Mark Ring
- Born: Mark Gerarde Ring 15 October 1962 (age 63) Cardiff, Wales
- School: Lady Mary High School, Cardiff
- Occupation: Care worker

Rugby union career
- Position: Centre

Amateur team(s)
- Years: Team / Apps / (Points)
- 1980-1996: Cardiff RFC / 253 / (677)
- –: Pontypool RFC
- 1984-1991: Barbarian F.C. / 8 / (53)

International career
- Years: Team / Apps / (Points)
- 1983–1991: Wales / 32 / (34)

= Mark Ring =

Wales international rugby union player

Mark Gerarde Ring (born 15 October 1962) played rugby union for Cardiff, Pontypool and Wales between 1982 and 1996. He was regarded as among the most gifted players of his generation but his career was hampered by serious injury.

== Club career ==
A great entertainer, Ring was noted for his cheek, flair and individual skill. He first came to attention as outside half for the Cardiff RFC Youth team where he gained selection for Wales Youth, scoring a try on debut v England. He made his senior debut as an 18-year-old during his Youth season against Cote Des Basques in Biarritz for whom Serge Blanco scored three tries. Ring played in three Welsh Cup Final victories and was a member of the Cardiff team that defeated the touring Australian side in 1984. Ring also spent several seasons at Pontypool, where he played alongside David Bishop at half-back during the 1987–88 season. He returned to Pontypool in 1992. He was a Club Championship winner for both Cardiff and Pontypool. He played more than 250 games for Cardiff and scored 94 tries and 677 points.

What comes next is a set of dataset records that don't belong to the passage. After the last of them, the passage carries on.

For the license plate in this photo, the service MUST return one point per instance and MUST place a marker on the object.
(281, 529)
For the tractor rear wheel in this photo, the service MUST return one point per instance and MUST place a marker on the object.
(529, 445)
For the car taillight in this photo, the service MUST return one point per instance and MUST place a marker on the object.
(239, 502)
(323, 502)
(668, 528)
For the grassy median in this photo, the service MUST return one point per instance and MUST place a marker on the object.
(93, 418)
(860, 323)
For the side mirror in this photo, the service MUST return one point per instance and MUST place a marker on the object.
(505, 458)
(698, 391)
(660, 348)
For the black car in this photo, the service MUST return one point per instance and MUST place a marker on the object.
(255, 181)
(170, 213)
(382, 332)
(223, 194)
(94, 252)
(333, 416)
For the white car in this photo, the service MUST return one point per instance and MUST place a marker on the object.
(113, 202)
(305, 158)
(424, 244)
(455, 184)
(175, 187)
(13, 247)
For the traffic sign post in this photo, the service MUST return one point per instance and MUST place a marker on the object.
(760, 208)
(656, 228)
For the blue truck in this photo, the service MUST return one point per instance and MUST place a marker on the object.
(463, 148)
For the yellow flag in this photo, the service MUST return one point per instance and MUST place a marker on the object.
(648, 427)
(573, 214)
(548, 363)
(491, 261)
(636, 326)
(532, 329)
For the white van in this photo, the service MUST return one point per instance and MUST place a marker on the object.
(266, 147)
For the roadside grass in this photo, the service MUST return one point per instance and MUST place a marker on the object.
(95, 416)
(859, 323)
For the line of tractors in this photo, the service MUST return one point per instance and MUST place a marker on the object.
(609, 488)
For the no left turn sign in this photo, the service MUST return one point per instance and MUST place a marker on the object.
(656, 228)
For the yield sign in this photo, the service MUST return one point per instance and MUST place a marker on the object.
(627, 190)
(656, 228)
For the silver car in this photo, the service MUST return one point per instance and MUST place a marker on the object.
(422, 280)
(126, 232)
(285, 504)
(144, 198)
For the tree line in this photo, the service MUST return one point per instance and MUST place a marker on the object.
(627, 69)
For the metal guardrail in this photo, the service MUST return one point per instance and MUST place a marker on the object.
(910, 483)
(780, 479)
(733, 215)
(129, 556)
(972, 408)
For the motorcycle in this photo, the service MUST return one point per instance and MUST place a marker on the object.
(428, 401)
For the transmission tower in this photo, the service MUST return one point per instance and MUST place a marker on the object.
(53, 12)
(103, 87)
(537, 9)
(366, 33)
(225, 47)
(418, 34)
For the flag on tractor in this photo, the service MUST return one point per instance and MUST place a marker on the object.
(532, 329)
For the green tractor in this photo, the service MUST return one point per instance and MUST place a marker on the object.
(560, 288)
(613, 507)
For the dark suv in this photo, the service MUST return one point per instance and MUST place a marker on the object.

== International career ==
Ring made his Senior Wales debut against England as a 20-year-old and went on to gain 32 International Caps between 1983 and 1991. In 1988, Ring was part of the Wales team that won the Triple Crown. The majority of his caps were won at centre, but he played at outside half during the 1991 World Cup.

He played in two World Cups (1987 and 1991) Wales finished third in 1987 but failed to qualify from their group in 1991, having been defeated by Western Samoa. Ring played two Test Matches for The Barbarians losing against the 1988 Australians and defeating the 1990 Argentinian Touring Team where he formed a Centre partnership with New Zealand Centre Craig Innes. Ring was selected for two World XV Touring Squads, one to celebrate the Western Province Centenary in 1983 and the other to celebrate the South African Rugby Board's Centenary in 1989. He captained Wales on two occasions when Wales toured Namibia in 1990, though not in any of the Tests. Ring was Wales' Rugby Writers Player of the Year in 1985.

== Coaching career ==
Mark Ring ended his top flight club career in 1996 after the first Heineken Cup Final, when Cardiff were beaten by Stade Toulousain. He moved into coaching, first at West Hartlepool as Player/Director of Rugby and then moved on to a similar role at Penzance and Newlyn Pirates. He later moved back to Cardiff where he was an attached coach under former playing colleague David Young. Whilst still employed as a Development Officer with Cardiff's Capital Rugby Scheme he moved to Caerphilly, where he worked under Terry Holmes and alongside Tony Faulkener. Following Holmes' departure, Ring became head coach of Caerphilly and led the club to the third-tier European final at the Madejski Stadium, where they lost to Castres Olympique. He later moved to Ireland to coach a feeder team for Munster called Old Crescent in AIL Division 2. Ring subsequently returned to Wales and coached Tetbury RFC in Gloucestershire Division Two as well as the University of Glamorgan team in Treforest. He then spent four seasons at Welsh Premier Division side Cross Keys who went on to defeat Pontypridd in the Welsh Cup Final the week after being defeated by Munster 'A' in the final of the British & Irish Cup in Cork. He later came back to his home town Club as Attack coach at Cardiff and as an attached coach at the Blues under former playing colleague Phil Davies. He currently coaches Old Illtydians RFC in Division 3 East Central of WRU's Swalec League.

==Personal life==
After working as a civil servant, a roofing contractor, labourer and a sales representative, Ring began a new career as a care worker in March 2020.